The executive order weakens the Johnson Amendment, a law that prohibits religious entities from endorsing political candidates, but which has at times been abused by the IRS to go after socially conservative speech offered by pastors.

The Johnson Amendment can only be repealed by Congress, but Trump's executive order directs the IRS to "exercise maximum enforcement discretion to alleviate the burden of the Johnson Amendment."

The order also provides relief for faith-based entities from being forced to participate in contraception coverage for employees. Trump welcomed to the podium members of the Little Sisters of the Poor, who recently won a court victory after a protracted legal battle over Obamacare's contraceptive mandate.

"I want you to know that your long ordeal will soon be over," Trump told the Sisters. "It's been a long, hard ordeal."

Immediately after the president signed the order, Tom Price, HHS Secretary, vowed to act "in short order [to] safeguard the deeply held religious beliefs of Americans who provide health insurance to their employees."

The Trump administration has come under fire from pro-life groups for its decision to file a 60-day extension on the Little Sisters case. Instead of dropping the lawsuit, on April 25 the Department of Justice (DOJ) asked the 5th U.S. Circuit Court of Appeals to grant it extra time to negotiate with the plaintiffs to work out a solution. The DOJ also noted the issues presented "are complex" and the new Trump administration is not yet fully staffed.

And critics are claiming Trump's executive order on religious liberty does far less than it seems.

An earlier leaked version of the draft executive order would have protected Christian businesses from being forced to participate in gay weddings. The version signed Thursday left out such language.

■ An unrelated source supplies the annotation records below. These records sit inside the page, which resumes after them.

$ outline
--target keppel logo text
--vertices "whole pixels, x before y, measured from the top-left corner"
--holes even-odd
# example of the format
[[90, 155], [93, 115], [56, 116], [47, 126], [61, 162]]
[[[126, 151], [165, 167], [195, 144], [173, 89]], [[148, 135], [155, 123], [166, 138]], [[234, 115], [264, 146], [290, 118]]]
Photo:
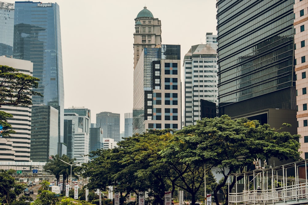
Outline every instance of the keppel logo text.
[[48, 4], [38, 4], [38, 7], [52, 7], [51, 3]]

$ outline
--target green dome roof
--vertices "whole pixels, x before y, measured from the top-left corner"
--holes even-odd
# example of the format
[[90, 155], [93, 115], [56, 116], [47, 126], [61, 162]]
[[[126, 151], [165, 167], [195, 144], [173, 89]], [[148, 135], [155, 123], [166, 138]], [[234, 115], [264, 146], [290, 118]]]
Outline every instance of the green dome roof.
[[151, 12], [147, 9], [147, 7], [144, 6], [143, 7], [143, 10], [139, 12], [138, 15], [137, 15], [137, 18], [141, 18], [142, 17], [150, 17], [150, 18], [154, 18], [153, 15], [152, 14]]

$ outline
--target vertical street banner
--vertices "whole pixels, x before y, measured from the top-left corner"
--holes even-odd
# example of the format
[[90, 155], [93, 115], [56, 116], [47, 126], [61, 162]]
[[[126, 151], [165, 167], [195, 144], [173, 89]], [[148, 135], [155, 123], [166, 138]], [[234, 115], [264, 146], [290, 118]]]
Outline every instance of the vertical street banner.
[[206, 195], [206, 205], [212, 205], [212, 195]]
[[96, 191], [97, 192], [97, 195], [98, 195], [99, 198], [99, 205], [102, 205], [102, 195], [100, 193], [100, 190], [97, 189]]
[[59, 182], [58, 184], [58, 186], [59, 186], [59, 187], [60, 189], [60, 193], [61, 193], [62, 192], [62, 184], [63, 183], [63, 182]]
[[68, 183], [65, 183], [65, 196], [68, 197], [68, 191], [70, 190], [70, 184]]
[[139, 192], [139, 205], [144, 205], [144, 192], [143, 191]]
[[120, 205], [120, 193], [115, 193], [115, 205]]
[[78, 199], [78, 184], [74, 184], [74, 199]]
[[171, 191], [165, 192], [165, 205], [171, 205], [172, 202], [171, 196]]

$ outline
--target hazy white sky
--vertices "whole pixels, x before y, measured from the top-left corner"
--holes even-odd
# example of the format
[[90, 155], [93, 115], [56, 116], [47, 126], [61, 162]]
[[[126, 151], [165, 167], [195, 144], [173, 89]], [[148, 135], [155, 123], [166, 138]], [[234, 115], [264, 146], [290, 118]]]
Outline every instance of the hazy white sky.
[[120, 113], [121, 132], [132, 112], [134, 19], [144, 6], [161, 21], [162, 43], [181, 45], [181, 67], [192, 45], [217, 34], [215, 0], [51, 2], [60, 6], [64, 108], [90, 109], [93, 123], [100, 112]]

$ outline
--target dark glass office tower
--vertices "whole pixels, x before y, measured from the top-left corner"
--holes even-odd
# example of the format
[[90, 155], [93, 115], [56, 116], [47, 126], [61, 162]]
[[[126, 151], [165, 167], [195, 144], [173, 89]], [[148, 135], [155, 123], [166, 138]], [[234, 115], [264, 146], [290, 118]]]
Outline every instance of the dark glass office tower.
[[[63, 142], [64, 89], [59, 6], [16, 2], [14, 19], [14, 57], [33, 63], [33, 76], [40, 80], [36, 91], [43, 96], [33, 96], [32, 102], [59, 111], [59, 142]], [[64, 154], [62, 150], [66, 149], [59, 146], [58, 152]]]
[[221, 114], [296, 130], [294, 3], [217, 1]]
[[0, 56], [13, 54], [14, 4], [0, 2]]

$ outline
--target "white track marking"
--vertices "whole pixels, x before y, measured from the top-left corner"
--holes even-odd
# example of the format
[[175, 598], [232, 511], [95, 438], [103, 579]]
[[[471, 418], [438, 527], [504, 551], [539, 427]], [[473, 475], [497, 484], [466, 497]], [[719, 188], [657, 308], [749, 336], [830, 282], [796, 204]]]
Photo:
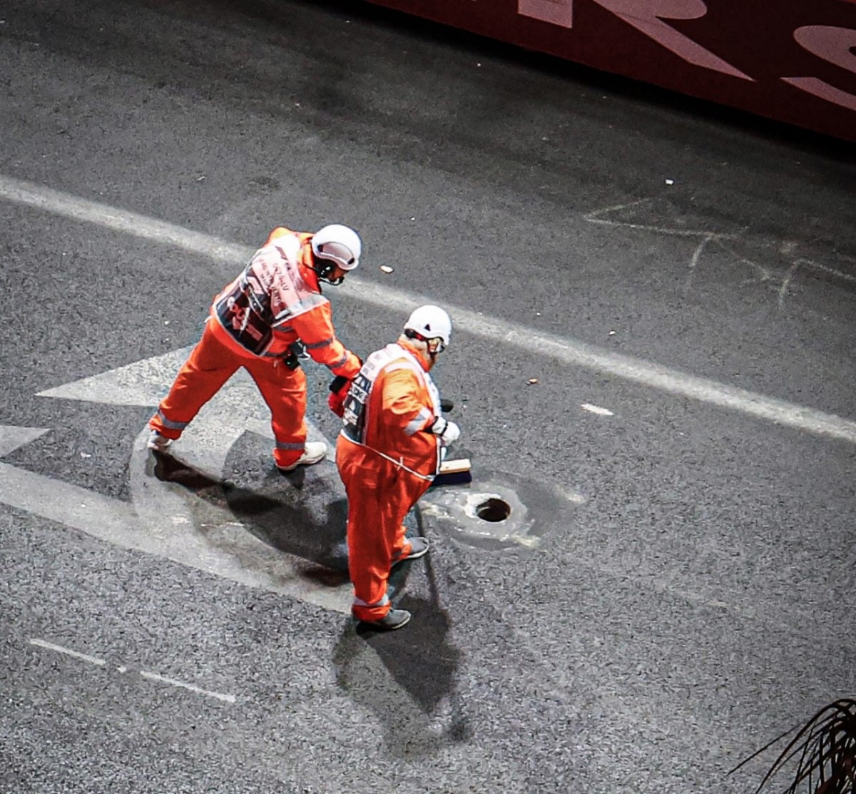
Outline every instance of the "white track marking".
[[584, 402], [580, 406], [583, 411], [587, 411], [589, 413], [597, 413], [602, 417], [614, 417], [615, 414], [609, 408], [601, 408], [600, 406], [592, 406], [590, 402]]
[[[45, 648], [48, 650], [56, 651], [57, 654], [71, 656], [74, 659], [80, 659], [81, 661], [95, 665], [97, 667], [104, 667], [107, 665], [106, 661], [103, 659], [98, 659], [97, 656], [90, 656], [88, 654], [81, 654], [80, 651], [72, 650], [70, 648], [63, 648], [62, 645], [56, 645], [53, 643], [47, 643], [45, 640], [33, 638], [29, 641], [29, 643], [31, 645], [37, 645], [39, 648]], [[128, 673], [128, 668], [124, 665], [119, 665], [116, 667], [116, 671], [118, 673]], [[207, 697], [214, 697], [217, 700], [223, 701], [226, 703], [234, 703], [237, 700], [234, 695], [223, 694], [223, 692], [214, 692], [211, 690], [204, 690], [193, 684], [187, 684], [184, 681], [179, 681], [175, 678], [169, 678], [166, 676], [161, 675], [159, 673], [150, 673], [147, 670], [138, 670], [137, 672], [140, 676], [142, 676], [142, 678], [148, 678], [151, 681], [158, 681], [161, 684], [169, 684], [170, 686], [178, 687], [183, 690], [189, 690], [191, 692], [196, 692], [198, 695], [205, 695]]]
[[[254, 250], [249, 246], [229, 243], [217, 237], [7, 176], [0, 176], [0, 198], [205, 254], [220, 262], [228, 261], [235, 264], [245, 261]], [[594, 215], [595, 213], [590, 213], [587, 219], [593, 222], [609, 222], [595, 219]], [[714, 234], [709, 230], [685, 231], [630, 225], [634, 228], [647, 228], [679, 236], [708, 237], [716, 240], [734, 237], [733, 234]], [[422, 304], [433, 303], [437, 300], [436, 296], [429, 298], [390, 289], [388, 287], [361, 281], [355, 276], [348, 277], [345, 288], [349, 298], [381, 306], [384, 310], [389, 310], [390, 305], [395, 305], [402, 313]], [[478, 312], [449, 304], [444, 303], [443, 305], [452, 316], [459, 330], [481, 336], [492, 342], [502, 342], [529, 354], [549, 356], [572, 366], [605, 372], [651, 388], [727, 408], [795, 430], [856, 443], [856, 422], [850, 419], [766, 397], [707, 378], [696, 377], [643, 359], [604, 352], [584, 342], [543, 334], [524, 325], [484, 317]]]
[[149, 678], [152, 681], [160, 681], [162, 684], [169, 684], [170, 686], [177, 686], [183, 690], [190, 690], [191, 692], [196, 692], [198, 695], [205, 695], [208, 697], [214, 697], [217, 700], [222, 700], [227, 703], [234, 703], [236, 699], [234, 695], [224, 695], [222, 692], [212, 692], [210, 690], [204, 690], [199, 686], [193, 686], [193, 684], [185, 684], [183, 681], [176, 681], [175, 678], [168, 678], [166, 676], [160, 675], [157, 673], [149, 673], [146, 670], [140, 670], [140, 674], [144, 678]]
[[54, 645], [53, 643], [45, 643], [45, 640], [32, 639], [30, 640], [30, 644], [38, 645], [39, 648], [46, 648], [48, 650], [56, 651], [57, 654], [64, 654], [66, 656], [73, 656], [74, 659], [80, 659], [98, 667], [103, 667], [107, 664], [103, 659], [97, 659], [95, 656], [90, 656], [88, 654], [81, 654], [76, 650], [72, 650], [70, 648], [63, 648], [62, 645]]

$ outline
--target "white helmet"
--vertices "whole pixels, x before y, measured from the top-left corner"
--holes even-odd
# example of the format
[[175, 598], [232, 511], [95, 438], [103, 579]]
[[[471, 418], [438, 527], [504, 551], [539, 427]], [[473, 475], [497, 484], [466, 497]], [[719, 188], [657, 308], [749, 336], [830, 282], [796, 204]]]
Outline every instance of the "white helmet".
[[404, 330], [406, 333], [410, 331], [421, 339], [440, 339], [443, 341], [440, 350], [443, 350], [449, 347], [452, 338], [452, 321], [439, 306], [419, 306], [407, 317]]
[[312, 235], [312, 252], [321, 259], [330, 259], [343, 270], [353, 270], [360, 264], [362, 253], [360, 235], [341, 223], [331, 223]]

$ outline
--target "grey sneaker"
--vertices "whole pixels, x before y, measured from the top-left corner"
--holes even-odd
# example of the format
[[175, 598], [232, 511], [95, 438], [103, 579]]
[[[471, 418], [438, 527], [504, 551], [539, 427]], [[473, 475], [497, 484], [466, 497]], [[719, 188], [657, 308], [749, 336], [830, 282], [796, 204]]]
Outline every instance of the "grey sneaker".
[[394, 631], [407, 625], [410, 613], [407, 609], [390, 609], [380, 620], [360, 620], [361, 625], [378, 631]]
[[428, 538], [422, 537], [408, 537], [407, 540], [410, 542], [410, 554], [401, 555], [401, 554], [395, 554], [392, 558], [392, 566], [395, 567], [400, 562], [404, 562], [405, 560], [418, 560], [419, 557], [424, 557], [428, 554]]
[[149, 440], [146, 442], [146, 446], [148, 449], [165, 453], [169, 452], [171, 443], [171, 438], [167, 438], [165, 436], [161, 436], [157, 430], [152, 430], [149, 433]]
[[313, 463], [324, 460], [327, 457], [327, 445], [324, 441], [306, 441], [303, 448], [303, 454], [300, 455], [289, 466], [276, 466], [282, 473], [294, 471], [298, 466], [311, 466]]

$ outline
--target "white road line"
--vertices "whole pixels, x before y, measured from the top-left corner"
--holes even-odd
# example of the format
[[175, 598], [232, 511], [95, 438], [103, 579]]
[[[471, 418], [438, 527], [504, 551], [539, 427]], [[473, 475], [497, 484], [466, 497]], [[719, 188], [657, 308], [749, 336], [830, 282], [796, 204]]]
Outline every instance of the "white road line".
[[580, 406], [583, 411], [589, 413], [599, 413], [602, 417], [614, 417], [615, 414], [609, 408], [601, 408], [600, 406], [592, 406], [590, 402], [584, 402]]
[[[220, 262], [235, 264], [245, 261], [254, 250], [217, 237], [2, 175], [0, 198], [205, 254]], [[589, 220], [593, 222], [594, 218], [590, 216]], [[654, 230], [676, 234], [674, 229]], [[708, 236], [710, 240], [716, 240], [734, 237], [731, 234], [711, 234], [709, 231], [682, 231], [681, 234], [686, 236]], [[395, 305], [402, 313], [421, 304], [437, 300], [437, 296], [427, 297], [400, 292], [361, 281], [356, 276], [348, 277], [345, 289], [348, 298], [381, 306], [387, 311], [390, 305]], [[494, 343], [502, 342], [530, 354], [549, 356], [562, 364], [605, 372], [651, 388], [795, 430], [856, 443], [856, 422], [835, 414], [766, 397], [707, 378], [696, 377], [640, 358], [609, 353], [567, 337], [544, 334], [525, 325], [455, 307], [445, 301], [443, 306], [452, 316], [458, 330], [481, 336]]]
[[[58, 654], [64, 654], [66, 656], [73, 656], [74, 659], [80, 659], [82, 661], [88, 662], [91, 665], [96, 665], [98, 667], [104, 667], [107, 664], [107, 662], [103, 659], [98, 659], [96, 656], [90, 656], [88, 654], [81, 654], [80, 651], [72, 650], [70, 648], [63, 648], [62, 645], [55, 645], [53, 643], [48, 643], [36, 637], [30, 639], [29, 643], [31, 645], [38, 645], [39, 648], [45, 648], [48, 650], [56, 651]], [[119, 673], [127, 673], [128, 667], [124, 665], [120, 665], [116, 667], [116, 670]], [[234, 703], [237, 700], [234, 695], [223, 694], [223, 692], [214, 692], [211, 690], [204, 690], [199, 686], [194, 686], [193, 684], [187, 684], [184, 681], [178, 681], [175, 678], [169, 678], [158, 673], [149, 673], [147, 670], [140, 670], [138, 672], [144, 678], [148, 678], [151, 681], [158, 681], [161, 684], [169, 684], [170, 686], [179, 687], [182, 690], [189, 690], [191, 692], [196, 692], [198, 695], [205, 695], [207, 697], [214, 697], [217, 700], [223, 701], [226, 703]]]
[[205, 695], [208, 697], [214, 697], [217, 700], [222, 700], [227, 703], [234, 703], [236, 700], [234, 695], [223, 695], [222, 692], [212, 692], [210, 690], [204, 690], [198, 686], [193, 686], [193, 684], [185, 684], [183, 681], [176, 681], [175, 678], [168, 678], [166, 676], [159, 675], [157, 673], [148, 673], [146, 670], [140, 670], [140, 674], [144, 678], [149, 678], [152, 681], [160, 681], [162, 684], [169, 684], [170, 686], [177, 686], [182, 690], [190, 690], [191, 692], [196, 692], [199, 695]]
[[71, 650], [69, 648], [63, 648], [62, 645], [54, 645], [53, 643], [45, 643], [45, 640], [31, 639], [30, 644], [38, 645], [39, 648], [46, 648], [48, 650], [55, 650], [57, 654], [65, 654], [66, 656], [74, 656], [75, 659], [80, 659], [98, 667], [103, 667], [107, 664], [103, 659], [97, 659], [95, 656], [90, 656], [86, 654], [80, 654], [76, 650]]

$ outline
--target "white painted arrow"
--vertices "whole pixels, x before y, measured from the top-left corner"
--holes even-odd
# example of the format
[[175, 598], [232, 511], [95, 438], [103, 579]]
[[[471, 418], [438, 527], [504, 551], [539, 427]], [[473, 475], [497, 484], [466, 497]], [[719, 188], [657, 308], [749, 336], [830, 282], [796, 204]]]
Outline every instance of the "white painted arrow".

Alliance Defending Freedom, a non-profit legal firm, published a statement by senior attorney Greg Boyle claiming the order "recalls [Trump's] campaign promises but leaves them unfulfilled."

And conservative commentator Ben Shapiro remarked of the order, "This is a fig leaf. It does not protect religious businesses across the country, does not build a wall around the First Amendment, and doesn't even win Trump points with the mainstream media."

And Paul Weber, president of the Family Policy Alliance, agreed, saying the executive order "doesn't go nearly far enough."